Social Construct of Race Created to Justify Enslavement, Oppression of Black People, Other Minorities

 

 

Race Created By Europeans to Justify Slavery, Oppression


Whenever the topic of racism and slavery comes up, some White people justify oppression by stating that Black people sold other Black people into slavery.


While that statement seems true now, that statement is really fake news and not true because Black people technically never captured or sold other Black people into slavery.


Simply put, race did not exist as a social construct, some say until the 15th century when European conquests began to justify the enslavement of Africans simply because of the color of their skin.


People sold other people into slavery because of things like war and trade, and some of those who captured African slaves and sold them to Europeans just so happened to have dark skin.


At the time, Africans did not look at other Africans from different tribes and countries as brethren.


So the age-old excuse that some White Americans use to make slavery the fault of other Black people is just not factual.


Like it or not, White people created the social construct of race as a means of claiming superiority over the darker people of the Earth.


Encyclopedia Britannica wrote, “Racial classifications appeared in North America, and in many parts of the world, as a form of social division predicated on what were thought to be natural differences between human groups. Analysis of the folk beliefs, social policies, and practices of North Americans about race from the 18th to the 20th century reveals the development of a unique and fundamental ideology about human differences. This ideology or ‘racial worldview’ is a systematic, institutionalized set of beliefs and attitudes that includes the following components:


“All the world’s peoples can be divided into biologically separate, discrete, and exclusive populations called races. A person can belong to only one race.


“Phenotypic features, or visible physical differences, are markers or symbols of race identity and status. Because an individual may belong to a racial category and not have any or all of the associated physical features, racial scientists early in the 20th century invented an invisible internal element, ‘racial essence,’ to explain such anomalies.


“Each race has distinct qualities of temperament, morality, disposition, and intellectual ability. Consequently, in the popular imagination each race has distinct behavioral traits that are linked to its phenotype.


“Races are unequal. They can, and should, be ranked on a gradient of inferiority and superiority. As 19th century biologist Louis Agassiz observed, since races exist, we must ‘settle the relative rank among [them]’

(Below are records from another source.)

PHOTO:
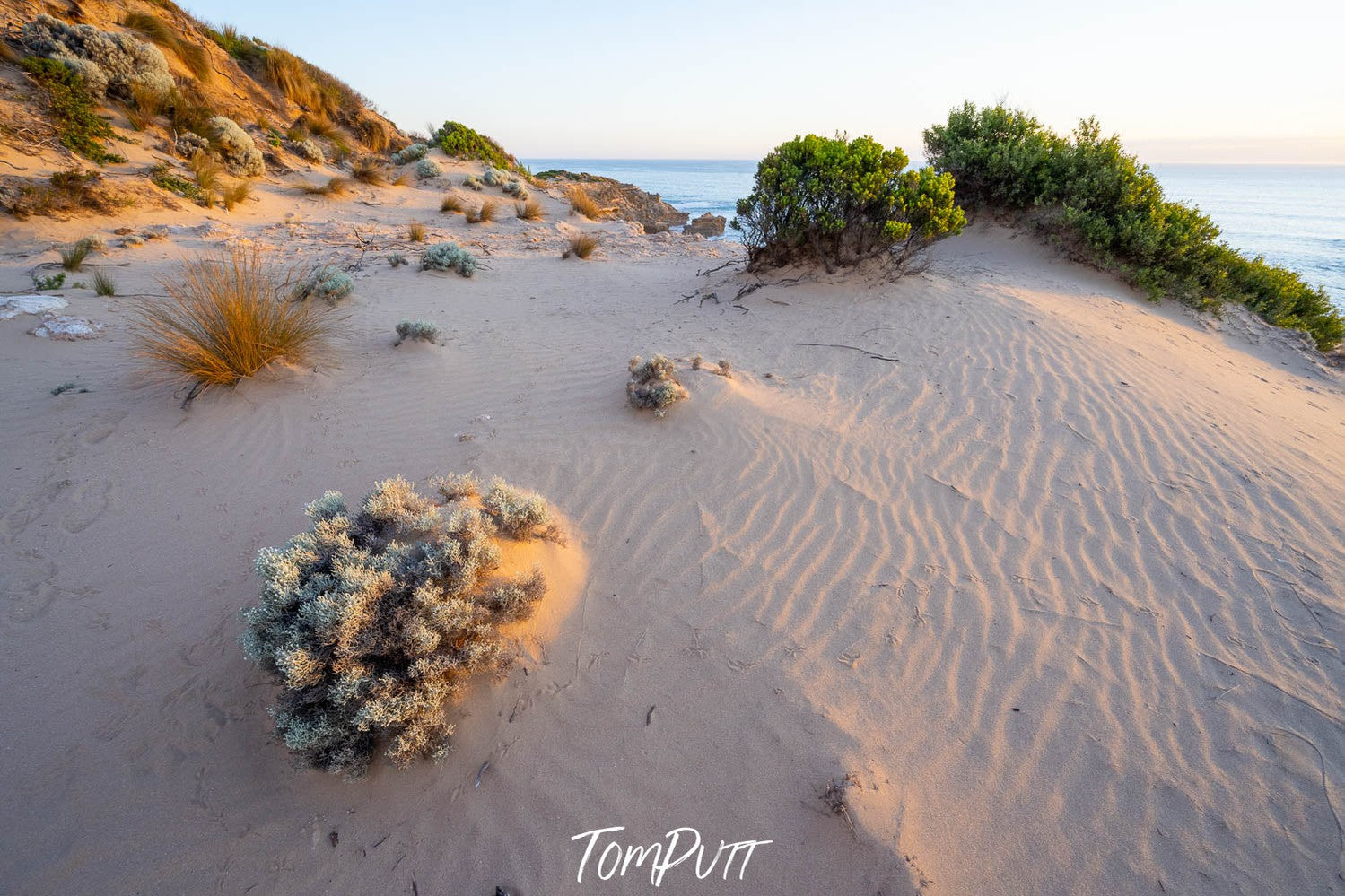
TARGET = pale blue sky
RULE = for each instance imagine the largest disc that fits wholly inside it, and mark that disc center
(1196, 81)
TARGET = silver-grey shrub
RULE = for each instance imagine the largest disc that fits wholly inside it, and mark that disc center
(237, 147)
(330, 284)
(374, 618)
(450, 256)
(112, 62)
(417, 330)
(654, 384)
(426, 169)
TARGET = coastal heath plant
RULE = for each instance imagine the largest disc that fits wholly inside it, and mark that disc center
(450, 256)
(654, 384)
(374, 618)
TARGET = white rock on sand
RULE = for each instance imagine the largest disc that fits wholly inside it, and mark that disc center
(1061, 586)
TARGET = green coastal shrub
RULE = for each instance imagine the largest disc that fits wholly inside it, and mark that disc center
(1103, 206)
(654, 384)
(374, 618)
(460, 142)
(78, 126)
(450, 256)
(328, 284)
(840, 202)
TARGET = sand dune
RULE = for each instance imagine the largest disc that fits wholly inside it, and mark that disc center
(1060, 587)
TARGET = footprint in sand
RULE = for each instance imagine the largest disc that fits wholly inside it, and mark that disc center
(89, 502)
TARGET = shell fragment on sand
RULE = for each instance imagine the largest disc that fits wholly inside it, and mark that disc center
(13, 306)
(66, 328)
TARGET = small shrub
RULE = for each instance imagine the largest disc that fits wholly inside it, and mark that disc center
(328, 284)
(225, 318)
(336, 186)
(413, 152)
(426, 169)
(372, 619)
(109, 62)
(581, 245)
(237, 147)
(582, 204)
(460, 142)
(840, 202)
(417, 330)
(369, 170)
(654, 384)
(102, 284)
(73, 257)
(78, 126)
(236, 194)
(450, 256)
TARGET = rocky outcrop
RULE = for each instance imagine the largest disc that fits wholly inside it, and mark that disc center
(619, 199)
(706, 225)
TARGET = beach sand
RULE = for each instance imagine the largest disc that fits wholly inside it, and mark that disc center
(1056, 578)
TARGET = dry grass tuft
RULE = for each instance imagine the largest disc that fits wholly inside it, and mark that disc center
(226, 318)
(336, 187)
(206, 171)
(581, 245)
(530, 210)
(288, 73)
(369, 170)
(236, 194)
(582, 204)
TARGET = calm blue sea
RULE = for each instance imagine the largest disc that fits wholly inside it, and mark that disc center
(1291, 214)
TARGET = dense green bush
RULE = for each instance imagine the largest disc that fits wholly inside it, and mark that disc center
(372, 619)
(841, 202)
(460, 142)
(78, 126)
(1105, 207)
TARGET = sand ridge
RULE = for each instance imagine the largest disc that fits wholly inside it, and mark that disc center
(1060, 587)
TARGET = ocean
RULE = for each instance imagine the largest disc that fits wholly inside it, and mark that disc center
(1291, 214)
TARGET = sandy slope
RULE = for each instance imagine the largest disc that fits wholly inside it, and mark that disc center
(1060, 587)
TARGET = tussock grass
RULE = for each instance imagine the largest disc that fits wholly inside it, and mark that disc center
(226, 318)
(369, 170)
(73, 257)
(581, 245)
(291, 77)
(582, 204)
(236, 194)
(336, 187)
(159, 31)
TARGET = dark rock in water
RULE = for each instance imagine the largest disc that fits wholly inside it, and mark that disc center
(706, 225)
(619, 199)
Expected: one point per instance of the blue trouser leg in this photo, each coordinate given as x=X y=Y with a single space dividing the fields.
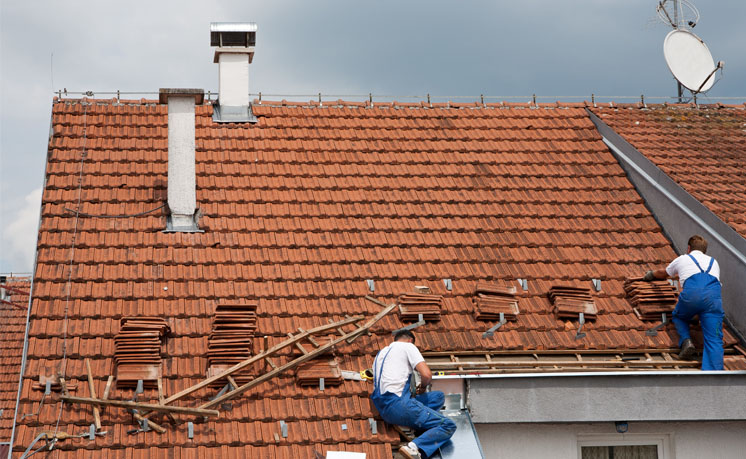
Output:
x=708 y=304
x=410 y=412
x=712 y=331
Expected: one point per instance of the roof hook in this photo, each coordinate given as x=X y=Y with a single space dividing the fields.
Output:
x=420 y=322
x=491 y=331
x=579 y=334
x=654 y=331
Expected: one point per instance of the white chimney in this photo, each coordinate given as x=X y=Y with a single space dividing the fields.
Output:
x=182 y=185
x=234 y=42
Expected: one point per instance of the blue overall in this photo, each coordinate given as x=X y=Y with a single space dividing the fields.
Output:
x=419 y=413
x=701 y=296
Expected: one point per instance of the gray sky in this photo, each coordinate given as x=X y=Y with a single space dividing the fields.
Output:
x=556 y=49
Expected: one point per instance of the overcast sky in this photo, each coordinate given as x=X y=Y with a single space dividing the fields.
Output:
x=559 y=49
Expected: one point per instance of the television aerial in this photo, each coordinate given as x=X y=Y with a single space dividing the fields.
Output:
x=688 y=57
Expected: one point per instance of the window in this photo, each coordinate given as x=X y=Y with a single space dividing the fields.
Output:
x=624 y=446
x=619 y=452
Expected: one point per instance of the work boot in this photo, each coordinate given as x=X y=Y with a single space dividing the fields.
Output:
x=687 y=350
x=410 y=453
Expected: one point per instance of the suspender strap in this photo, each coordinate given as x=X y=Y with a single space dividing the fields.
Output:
x=712 y=260
x=376 y=373
x=699 y=267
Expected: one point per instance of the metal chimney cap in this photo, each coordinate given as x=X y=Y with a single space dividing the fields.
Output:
x=233 y=34
x=233 y=27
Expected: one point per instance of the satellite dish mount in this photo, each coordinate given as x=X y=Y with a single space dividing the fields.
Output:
x=687 y=55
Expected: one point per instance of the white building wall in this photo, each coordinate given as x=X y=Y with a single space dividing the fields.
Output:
x=682 y=440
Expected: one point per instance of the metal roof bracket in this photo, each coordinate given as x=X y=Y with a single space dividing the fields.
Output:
x=654 y=331
x=373 y=426
x=491 y=331
x=420 y=322
x=579 y=334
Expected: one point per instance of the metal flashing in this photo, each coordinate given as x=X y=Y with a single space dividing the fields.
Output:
x=229 y=114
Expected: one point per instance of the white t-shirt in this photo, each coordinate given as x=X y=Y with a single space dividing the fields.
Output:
x=685 y=268
x=401 y=358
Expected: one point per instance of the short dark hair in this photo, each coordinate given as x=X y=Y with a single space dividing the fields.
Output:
x=404 y=334
x=697 y=242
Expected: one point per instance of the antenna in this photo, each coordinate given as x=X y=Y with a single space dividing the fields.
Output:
x=687 y=55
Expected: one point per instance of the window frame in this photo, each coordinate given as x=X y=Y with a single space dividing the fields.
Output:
x=661 y=441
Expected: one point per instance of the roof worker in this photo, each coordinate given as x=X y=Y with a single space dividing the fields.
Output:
x=397 y=404
x=700 y=276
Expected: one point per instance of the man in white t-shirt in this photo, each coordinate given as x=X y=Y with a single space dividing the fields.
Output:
x=700 y=277
x=397 y=404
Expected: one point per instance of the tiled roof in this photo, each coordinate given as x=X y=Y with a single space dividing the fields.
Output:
x=300 y=209
x=12 y=331
x=702 y=148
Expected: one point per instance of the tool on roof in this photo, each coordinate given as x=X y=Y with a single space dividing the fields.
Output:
x=492 y=330
x=581 y=321
x=654 y=331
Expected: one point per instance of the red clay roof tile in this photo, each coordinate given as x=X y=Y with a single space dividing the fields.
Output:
x=299 y=210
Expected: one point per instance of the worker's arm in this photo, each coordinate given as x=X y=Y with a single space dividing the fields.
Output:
x=426 y=376
x=657 y=274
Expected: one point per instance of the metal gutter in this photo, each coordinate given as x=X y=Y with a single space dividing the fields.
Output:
x=31 y=292
x=597 y=373
x=681 y=215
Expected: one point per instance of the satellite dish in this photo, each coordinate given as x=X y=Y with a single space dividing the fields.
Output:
x=690 y=60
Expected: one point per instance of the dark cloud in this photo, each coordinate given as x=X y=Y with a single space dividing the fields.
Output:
x=397 y=48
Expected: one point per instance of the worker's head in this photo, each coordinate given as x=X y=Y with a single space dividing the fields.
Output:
x=404 y=335
x=697 y=242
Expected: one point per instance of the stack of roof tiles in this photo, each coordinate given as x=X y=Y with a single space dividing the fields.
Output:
x=411 y=305
x=652 y=299
x=299 y=209
x=569 y=301
x=310 y=373
x=231 y=339
x=491 y=300
x=12 y=329
x=137 y=353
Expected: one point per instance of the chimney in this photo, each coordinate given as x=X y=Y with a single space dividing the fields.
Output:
x=234 y=42
x=182 y=184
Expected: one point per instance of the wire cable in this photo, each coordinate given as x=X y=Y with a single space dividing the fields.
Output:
x=81 y=214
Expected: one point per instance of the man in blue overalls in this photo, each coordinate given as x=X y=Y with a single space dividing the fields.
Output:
x=700 y=277
x=397 y=405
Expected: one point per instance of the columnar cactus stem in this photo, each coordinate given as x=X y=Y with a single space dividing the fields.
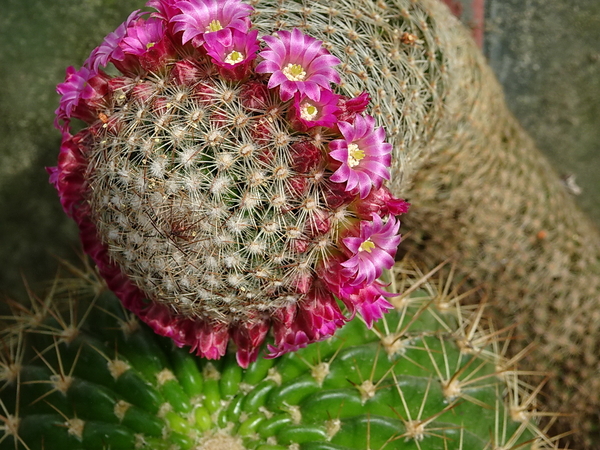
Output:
x=479 y=187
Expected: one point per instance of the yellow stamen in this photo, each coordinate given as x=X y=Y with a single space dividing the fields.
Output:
x=215 y=25
x=355 y=154
x=294 y=72
x=308 y=111
x=366 y=246
x=234 y=58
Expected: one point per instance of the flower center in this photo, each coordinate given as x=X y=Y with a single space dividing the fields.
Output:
x=234 y=57
x=294 y=72
x=366 y=246
x=215 y=25
x=308 y=111
x=355 y=154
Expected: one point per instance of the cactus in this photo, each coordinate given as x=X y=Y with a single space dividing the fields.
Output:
x=221 y=197
x=78 y=371
x=479 y=187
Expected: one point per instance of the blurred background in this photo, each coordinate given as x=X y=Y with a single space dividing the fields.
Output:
x=546 y=53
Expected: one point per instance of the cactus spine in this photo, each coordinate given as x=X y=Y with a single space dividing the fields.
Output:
x=80 y=372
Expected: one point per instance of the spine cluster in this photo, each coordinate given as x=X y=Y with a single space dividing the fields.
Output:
x=221 y=184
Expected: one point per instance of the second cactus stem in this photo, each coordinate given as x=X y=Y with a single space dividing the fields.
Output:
x=84 y=374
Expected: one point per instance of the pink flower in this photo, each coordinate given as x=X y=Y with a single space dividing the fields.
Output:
x=75 y=88
x=109 y=49
x=82 y=94
x=305 y=156
x=201 y=17
x=146 y=39
x=287 y=333
x=381 y=202
x=364 y=155
x=248 y=338
x=309 y=113
x=316 y=317
x=298 y=63
x=349 y=108
x=235 y=58
x=165 y=8
x=370 y=302
x=372 y=250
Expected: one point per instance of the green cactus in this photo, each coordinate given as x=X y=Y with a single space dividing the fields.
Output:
x=79 y=372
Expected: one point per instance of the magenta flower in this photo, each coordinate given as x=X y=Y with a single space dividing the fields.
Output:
x=82 y=93
x=308 y=113
x=201 y=17
x=299 y=63
x=110 y=49
x=236 y=57
x=146 y=39
x=316 y=317
x=372 y=250
x=370 y=302
x=381 y=202
x=349 y=108
x=75 y=88
x=142 y=35
x=364 y=155
x=165 y=8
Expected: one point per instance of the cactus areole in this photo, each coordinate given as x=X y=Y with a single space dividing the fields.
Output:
x=221 y=185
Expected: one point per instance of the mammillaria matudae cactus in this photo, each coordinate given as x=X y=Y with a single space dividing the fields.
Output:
x=478 y=185
x=222 y=189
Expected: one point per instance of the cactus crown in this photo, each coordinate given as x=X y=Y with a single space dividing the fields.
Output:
x=221 y=189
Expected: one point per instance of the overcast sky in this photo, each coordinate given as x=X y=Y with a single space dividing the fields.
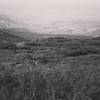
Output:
x=47 y=11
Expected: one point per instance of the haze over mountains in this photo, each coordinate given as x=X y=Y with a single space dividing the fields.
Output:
x=60 y=28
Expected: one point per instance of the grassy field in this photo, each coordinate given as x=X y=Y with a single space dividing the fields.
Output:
x=51 y=69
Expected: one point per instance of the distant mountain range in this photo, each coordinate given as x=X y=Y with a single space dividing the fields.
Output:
x=57 y=29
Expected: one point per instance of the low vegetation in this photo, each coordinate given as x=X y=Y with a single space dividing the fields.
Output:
x=52 y=69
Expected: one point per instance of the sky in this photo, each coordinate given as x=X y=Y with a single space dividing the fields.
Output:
x=48 y=11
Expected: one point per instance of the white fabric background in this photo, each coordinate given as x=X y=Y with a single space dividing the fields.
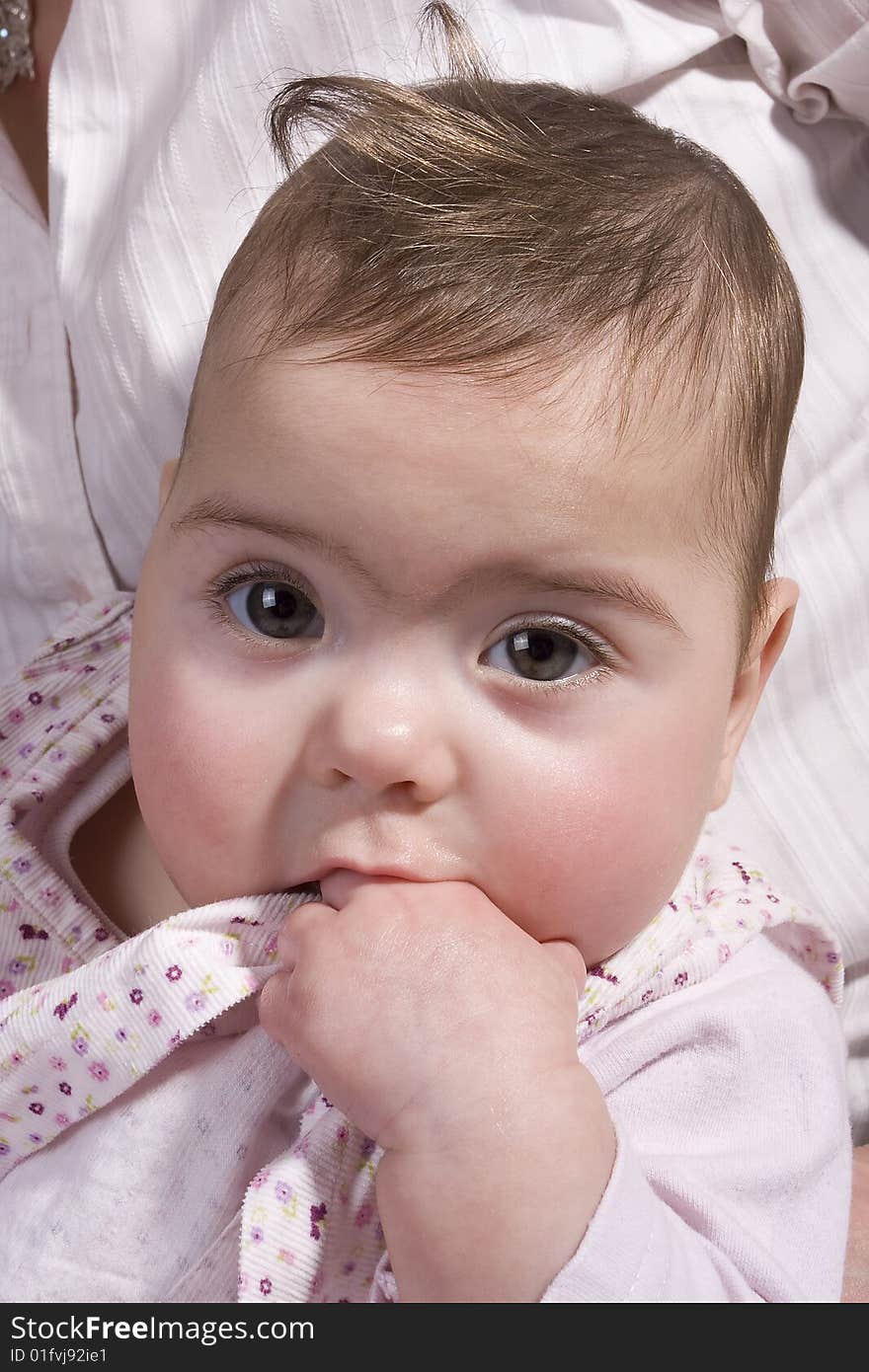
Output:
x=158 y=165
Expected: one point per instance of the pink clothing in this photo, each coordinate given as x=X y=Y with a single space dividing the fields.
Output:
x=155 y=1140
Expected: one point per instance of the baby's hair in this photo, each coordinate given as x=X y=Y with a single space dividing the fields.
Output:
x=499 y=231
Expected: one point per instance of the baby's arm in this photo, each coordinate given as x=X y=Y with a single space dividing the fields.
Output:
x=732 y=1176
x=435 y=1026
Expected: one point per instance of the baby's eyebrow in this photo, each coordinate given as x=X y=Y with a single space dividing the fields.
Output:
x=616 y=587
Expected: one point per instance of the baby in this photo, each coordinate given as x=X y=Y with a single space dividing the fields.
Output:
x=450 y=629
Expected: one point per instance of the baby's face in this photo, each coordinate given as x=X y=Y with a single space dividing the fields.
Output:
x=407 y=674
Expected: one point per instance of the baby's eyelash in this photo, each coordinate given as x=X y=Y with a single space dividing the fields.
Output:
x=607 y=661
x=217 y=590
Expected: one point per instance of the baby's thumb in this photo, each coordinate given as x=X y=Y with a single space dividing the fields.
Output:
x=570 y=957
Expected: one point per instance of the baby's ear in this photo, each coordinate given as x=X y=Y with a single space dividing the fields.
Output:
x=765 y=650
x=166 y=478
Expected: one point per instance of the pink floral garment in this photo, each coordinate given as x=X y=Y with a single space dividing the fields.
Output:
x=90 y=1013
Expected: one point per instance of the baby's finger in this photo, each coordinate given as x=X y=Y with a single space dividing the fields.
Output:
x=294 y=926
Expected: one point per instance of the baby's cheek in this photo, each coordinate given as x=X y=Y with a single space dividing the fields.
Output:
x=593 y=847
x=191 y=749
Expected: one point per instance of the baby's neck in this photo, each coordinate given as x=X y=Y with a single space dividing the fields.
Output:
x=117 y=864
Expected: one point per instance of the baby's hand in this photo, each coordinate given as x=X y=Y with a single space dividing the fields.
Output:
x=422 y=1010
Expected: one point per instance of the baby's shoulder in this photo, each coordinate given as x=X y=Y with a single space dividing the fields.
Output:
x=762 y=1014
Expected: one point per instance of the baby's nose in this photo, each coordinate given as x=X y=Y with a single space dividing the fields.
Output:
x=384 y=732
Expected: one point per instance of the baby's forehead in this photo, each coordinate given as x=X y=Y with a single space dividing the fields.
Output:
x=581 y=456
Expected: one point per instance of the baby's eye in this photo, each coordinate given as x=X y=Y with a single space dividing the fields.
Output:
x=542 y=654
x=276 y=609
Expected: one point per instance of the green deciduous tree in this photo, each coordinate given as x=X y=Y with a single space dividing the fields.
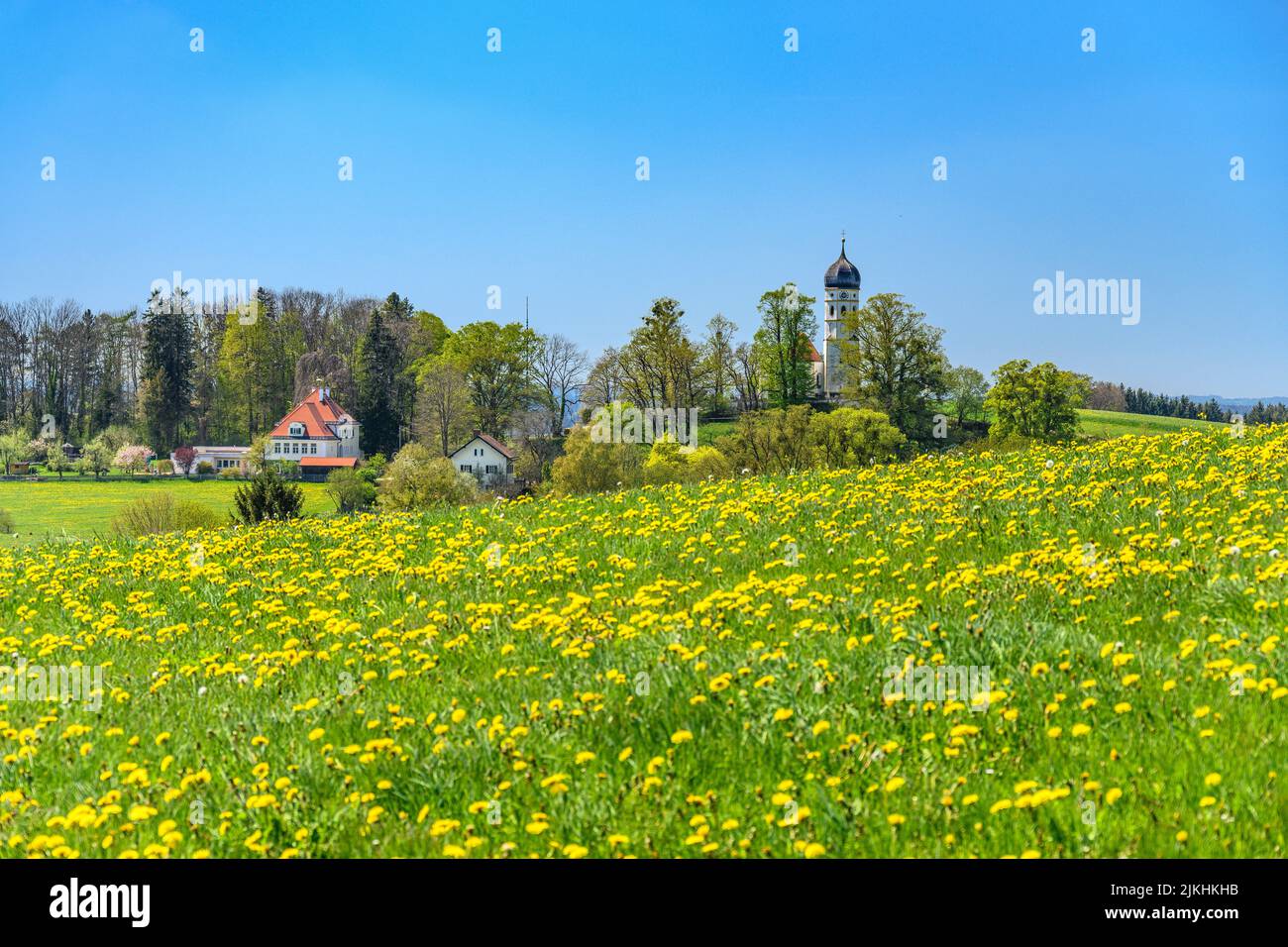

“The behavioral and physical attributes of each race are inherited and innate—therefore fixed, permanent, and unalterable.


“Distinct races should be segregated and allowed to develop their own institutions, communities and lifestyles, separate from those of other races.” 


Obviously, those racial scientists believed Black people and Native Americans represented the inferior races, while White people represented the superior race.


Suffice it to say, no Black racial scientists were probably consulted when coming to this conclusion because what Black or Native American person, let alone a scientist, would agree to such an asinine conclusion?


Race as a social construct came into existence to justify the horrible treatment of Africans and Native Americas by descendants of European country.


No matter how cold-hearted a person is there is some morality present in all human beings.


When many human beings see someone suffering, they feel empathy.


When many human beings do harm to others, they feel guilt and remorse.


And when others feel pain, many human beings can feel their pain as well.


Therefore, in order to treat a human being like cattle one has to manipulate their own mind to justify such treatment.


Very few people in their right mind can see a person beaten, castrated, raped, separated from their families or killed and not feel any remorse.


Therefore, European oppressors and slave holders had to come up with an excuse to justify their harsh and brutal treatment of other human beings.


As a result, the social concept of race came into existence to give them an excuse for their atrocities and subhuman behavior.


Scientists now belief there is no biological thing as race.


If Black people are inferior, then it is O.K. to treat them like trash.


If Black people are truly animals and not humans, then there is justification for hunting them down in the woods like a wild dog.


And if Black people are intellectually inferior, then it is O.K. to subjugate them to a life of servitude.


Most importantly, if someone convinces himself or herself that another human being is their personal property, then that person has every justification for handling their property any way they choose.


As a community, Black Americans cannot let people rewrite history to take the blame away from the real culprits.


Making other Africans just as culpable for racism and oppression is an affront to real history.


Blaming Black people for constantly playing the race card is fake news and fake history because Black people did not invent the social construct of race in the first place.


The Black community must fight against so-called historians who write in history books that Africans came to America as migrant workers.


That is just mainstream American society trying to sugarcoat the realities of racism and the oppression of people of color.


When Black people criticize White people for slavery and racism, very few blame all White people.


Those that do blame all White people for racism and slavery must not know history because most White people could not afford slaves and many White people participated in the abolitionist movement and civil rights movement.


But those White people who try to sugarcoat history because it makes them feel guilty have to face facts.


Yes, slavery was that atrocious.


Yes, slavery was that dehumanizing.


Yes, slavery was that brutal.


And yes, Jim Crow laws and the still present systemic racism that pervades America and other countries are and were that demeaning.


Trying to excuse the behavior of the White people who created race, and therefore systemic racism and oppression, is a slap in the face and just as demeaning as racism itself.